Open mgiuca opened 4 years ago

mgiuca commented 4 years ago

If launched to handle a URL activation, browsers then launch a PWA with matching url_handlers to handle that URL.

This is lacking detail about what it means to "launch a PWA". In particular, what URL would the launched PWA open to?

Ah, I see this is covered below in "Browser Changes":

If there is a match, launch the PWA and load the URL in the PWA window instead of the browser window.

When capturing URLs that are within the scope of the app, this makes sense: navigate to that URL within the application context.

When capturing URLs that are outside of the scope of the app (either in a path out of scope, or on a different origin), is that really what you want? This will mean that the app window opens right into an out-of-scope URL bar. That is probably a poor user experience. We need use cases to consider how to treat this (see #7: I'd like to see explicit out-of-scope use cases since that's where all of the complexity lies).

Would the site be expected to redirect to an in-scope URL right away (as we can probably expect from a "vanity domain")? That might solve the problem, but you could see a flash of the URL bar.

Another approach could be to treat this like protocol handlers (or a share target, or a file handler) and not navigate to the out-of-scope URL at all, rather pass the out-of-scope URL as a parameter to the URL handler.

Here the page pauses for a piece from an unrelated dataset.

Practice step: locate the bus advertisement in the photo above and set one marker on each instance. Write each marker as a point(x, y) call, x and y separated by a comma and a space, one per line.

For example, add a url_handler_action member, which contains a URL template to be filled in:

"url_handler_action": "/external?url=%s"

Now if the user navigates to https://www.conto.so/foo/bar, the browser will intercept this, find the URL handling PWA at www.contoso.com, and launch a new PWA window navigated to the url: https://contoso.com/external?url=https%3A%2F%2Fwww.conto.so%2Ffoo%2Fbar. Now the PWA can do whatever it wants with this information, for example parse the URL, figure out the foo/bar path, and redirect to the appropriate internal page.

The above would only apply to out-of-scope URLs. It's why I think you should focus this proposal on out-of-scope URLs only, because that's where all the complexity lies.

LuHuangMSFT commented 4 years ago

I think having event handlers would be the ideal solution. Short of having that, or as a default if that is implemented but there is no event handler provided, the pass-as-parameter solution works well.

LuHuangMSFT commented 4 years ago

We can focus on out-of-scope URLs in this explainer. I think it would still be useful if the format for including/excluding URLs can be used on in-scope URLs for URL handling, but perhaps there is a strong argument that all or none of in-scope URLs should used for URL handling en bloc.

mhochk commented 4 years ago

Adding an optional url_handler_action member sounds like a nice addition, but I wouldn't want to make it required just because a URL is out-of-scope.

Sites that are using vanity domains could "just work" the same as they do in browsers today (i.e. redirects) if the base experience is still navigating to the URL, regardless of scope. If they wanted to improve their user experience they could certainly add a url_handler_action entry and any site-side support needed.